No More Switching Between Tools!

Imagine you have done some data analysis in a Notebook and want to make a quick but impressive visualization of your results with nice Power BI reports. With a little magic from the Python powerbiclient package, you are now able to do it without having to leave a Notebook environment ever. Here is all you need to know: This feature is in preview, meaning it is still under development and may change before the general availability release.

How to create a notebook?

The best way to open a notebook is from the Lakehouse. However, you can also open it from your workspace and choose the Lakehouse:

  1. Go to the left pane and select “Workspace.”
  2. Choose your workspace.
  3. In the top left, click “New,” then “More.”
  4. Under “Data Engineering,” select “Notebooks.”

From Lakehouse:

  1. Go to the left pane and select “Workspace.”
  2. Choose your workspace.
  3. Select “Lakehouse Explorer.”
  4. In the top menu, click “Open Notebook.”
  5. Open a new or existing notebook.

What you need to know before we start working on the Pyspark code: At the moment, this feature is in preview — meaning it’s still under development and will almost certainly undergo changes before it hits the streets.
You will work with the Fabric notebooks, which run using Spark runtime version 3.4. The beauty is that there is nothing more to set up! Just import powerbiclient; you’re all set.

I have selected a lake in my notebook. I will use a table from this lake at a later point in time.

To work with the first set of instructions to display a Power BI report, I need the workspace ID and report ID.

The workspace ID is visible in the current notebook URL as well, just after “groups/”.

For the report ID, I will open the report and get it from the report URL. It appears after “reports/”.

Now that I have both the workspace ID and report ID, it’s time to open the Power BI report in the Fabric notebook using PySpark.
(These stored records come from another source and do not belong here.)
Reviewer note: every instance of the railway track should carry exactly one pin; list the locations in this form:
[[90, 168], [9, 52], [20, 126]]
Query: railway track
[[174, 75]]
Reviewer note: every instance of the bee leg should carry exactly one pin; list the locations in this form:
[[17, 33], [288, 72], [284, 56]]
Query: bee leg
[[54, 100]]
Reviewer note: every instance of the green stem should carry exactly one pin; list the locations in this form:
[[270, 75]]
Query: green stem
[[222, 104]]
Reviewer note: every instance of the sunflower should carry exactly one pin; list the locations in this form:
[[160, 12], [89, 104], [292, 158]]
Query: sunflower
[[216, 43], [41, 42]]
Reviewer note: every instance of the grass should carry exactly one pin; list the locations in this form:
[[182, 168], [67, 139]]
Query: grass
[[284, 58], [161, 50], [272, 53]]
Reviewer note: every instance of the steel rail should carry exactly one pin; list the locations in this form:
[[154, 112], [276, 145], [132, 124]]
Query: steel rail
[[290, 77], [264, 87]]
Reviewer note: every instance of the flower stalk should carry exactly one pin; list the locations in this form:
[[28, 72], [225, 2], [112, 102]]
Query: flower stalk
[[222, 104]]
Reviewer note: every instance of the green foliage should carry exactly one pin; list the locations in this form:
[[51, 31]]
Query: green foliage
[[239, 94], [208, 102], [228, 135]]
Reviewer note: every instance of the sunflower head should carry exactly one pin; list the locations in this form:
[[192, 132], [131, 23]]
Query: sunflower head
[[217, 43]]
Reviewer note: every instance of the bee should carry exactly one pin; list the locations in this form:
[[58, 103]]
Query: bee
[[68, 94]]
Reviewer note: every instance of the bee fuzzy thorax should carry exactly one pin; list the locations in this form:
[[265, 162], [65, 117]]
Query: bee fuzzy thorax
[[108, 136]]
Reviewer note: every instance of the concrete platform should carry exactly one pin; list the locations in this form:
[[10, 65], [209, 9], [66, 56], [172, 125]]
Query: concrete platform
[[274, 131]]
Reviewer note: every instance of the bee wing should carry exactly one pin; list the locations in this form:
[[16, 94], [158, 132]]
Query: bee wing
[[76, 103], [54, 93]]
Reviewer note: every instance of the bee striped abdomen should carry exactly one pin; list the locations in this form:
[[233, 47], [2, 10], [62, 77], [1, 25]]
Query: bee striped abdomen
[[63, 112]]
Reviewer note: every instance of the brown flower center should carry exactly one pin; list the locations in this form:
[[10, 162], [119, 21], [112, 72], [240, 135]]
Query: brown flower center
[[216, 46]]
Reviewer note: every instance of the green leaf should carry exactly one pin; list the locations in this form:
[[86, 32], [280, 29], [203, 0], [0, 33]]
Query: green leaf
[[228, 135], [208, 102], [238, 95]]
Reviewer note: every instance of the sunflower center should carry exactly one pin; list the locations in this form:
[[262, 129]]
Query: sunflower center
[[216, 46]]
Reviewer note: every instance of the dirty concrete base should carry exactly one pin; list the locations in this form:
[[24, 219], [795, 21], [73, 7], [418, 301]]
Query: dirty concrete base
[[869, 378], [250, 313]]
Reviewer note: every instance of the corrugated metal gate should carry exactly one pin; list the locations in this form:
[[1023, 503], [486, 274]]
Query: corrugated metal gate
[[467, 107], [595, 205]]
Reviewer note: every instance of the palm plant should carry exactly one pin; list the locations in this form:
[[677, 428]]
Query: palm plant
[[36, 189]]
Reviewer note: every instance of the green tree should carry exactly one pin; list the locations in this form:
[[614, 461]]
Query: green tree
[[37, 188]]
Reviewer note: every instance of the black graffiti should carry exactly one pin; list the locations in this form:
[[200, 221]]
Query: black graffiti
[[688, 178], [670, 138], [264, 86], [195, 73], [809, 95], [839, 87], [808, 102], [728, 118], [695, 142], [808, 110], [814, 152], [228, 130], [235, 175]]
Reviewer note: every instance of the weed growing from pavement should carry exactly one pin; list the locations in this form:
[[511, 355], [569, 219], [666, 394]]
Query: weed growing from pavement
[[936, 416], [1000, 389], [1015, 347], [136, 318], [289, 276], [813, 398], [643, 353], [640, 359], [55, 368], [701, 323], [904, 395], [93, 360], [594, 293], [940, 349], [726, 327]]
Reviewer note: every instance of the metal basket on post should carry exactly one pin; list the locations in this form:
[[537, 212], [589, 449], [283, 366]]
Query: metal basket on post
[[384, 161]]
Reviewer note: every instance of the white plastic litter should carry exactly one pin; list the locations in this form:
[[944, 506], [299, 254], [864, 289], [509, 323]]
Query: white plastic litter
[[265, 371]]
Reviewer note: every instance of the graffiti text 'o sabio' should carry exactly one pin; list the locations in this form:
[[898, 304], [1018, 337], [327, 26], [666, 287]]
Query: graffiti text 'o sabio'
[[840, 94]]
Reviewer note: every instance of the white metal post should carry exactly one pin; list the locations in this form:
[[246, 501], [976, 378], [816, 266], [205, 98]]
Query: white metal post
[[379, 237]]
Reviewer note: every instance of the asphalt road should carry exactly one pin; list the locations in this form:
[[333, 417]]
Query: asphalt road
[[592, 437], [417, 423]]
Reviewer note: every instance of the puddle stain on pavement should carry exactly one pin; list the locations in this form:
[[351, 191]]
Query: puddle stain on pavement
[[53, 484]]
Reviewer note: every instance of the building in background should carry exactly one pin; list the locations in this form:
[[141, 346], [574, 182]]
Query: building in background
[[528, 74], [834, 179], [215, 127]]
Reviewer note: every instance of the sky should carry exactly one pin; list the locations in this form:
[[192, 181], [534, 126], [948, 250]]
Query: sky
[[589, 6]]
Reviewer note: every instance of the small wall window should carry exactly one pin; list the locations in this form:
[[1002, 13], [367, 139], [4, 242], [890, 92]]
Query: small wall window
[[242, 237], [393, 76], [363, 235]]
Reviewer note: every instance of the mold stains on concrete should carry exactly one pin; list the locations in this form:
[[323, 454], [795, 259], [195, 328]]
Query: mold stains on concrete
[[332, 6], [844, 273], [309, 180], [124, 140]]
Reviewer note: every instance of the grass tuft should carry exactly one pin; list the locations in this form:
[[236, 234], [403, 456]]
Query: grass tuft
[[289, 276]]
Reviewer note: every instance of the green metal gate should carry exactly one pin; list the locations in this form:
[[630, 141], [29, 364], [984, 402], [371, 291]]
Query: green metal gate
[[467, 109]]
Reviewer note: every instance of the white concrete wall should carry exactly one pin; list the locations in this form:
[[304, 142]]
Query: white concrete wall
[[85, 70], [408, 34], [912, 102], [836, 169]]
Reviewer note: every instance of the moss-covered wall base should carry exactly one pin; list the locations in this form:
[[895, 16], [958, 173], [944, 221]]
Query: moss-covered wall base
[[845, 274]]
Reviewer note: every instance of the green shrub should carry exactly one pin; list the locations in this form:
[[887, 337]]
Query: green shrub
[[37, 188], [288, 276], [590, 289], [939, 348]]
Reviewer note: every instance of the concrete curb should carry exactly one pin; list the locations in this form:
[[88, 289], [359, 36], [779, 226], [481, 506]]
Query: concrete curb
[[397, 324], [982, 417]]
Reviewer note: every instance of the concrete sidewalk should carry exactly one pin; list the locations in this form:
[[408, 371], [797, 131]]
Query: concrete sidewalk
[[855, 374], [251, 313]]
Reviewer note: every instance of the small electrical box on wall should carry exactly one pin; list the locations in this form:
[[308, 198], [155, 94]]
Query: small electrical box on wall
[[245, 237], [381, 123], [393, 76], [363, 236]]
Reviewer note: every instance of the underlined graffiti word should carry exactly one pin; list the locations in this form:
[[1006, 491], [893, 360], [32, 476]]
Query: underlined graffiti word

Let us start with the code

from powerbiclient import Report

report_id="report_id"
report = Report(group_id="workspace_id", report_id=report_id)

report

Step 1: Import the Required Library

First, you’ll need to import the Report class from the powerbiclient library.

Step 2: Define Your Report ID

Next, assign the ID of your Power BI report to the report_id variable. This ID is crucial for embedding the report.

Step 3: Create the Report Object

Using the Report class, create a report object. If your report is not associated with any group, set group_id to None.

Step 4: Render the Report

Finally, simply invoke the report object to render the report directly in your notebook.

This will display a Power BI report in the notebook with all filters and slicers, creating a dynamic report displayed within the notebook.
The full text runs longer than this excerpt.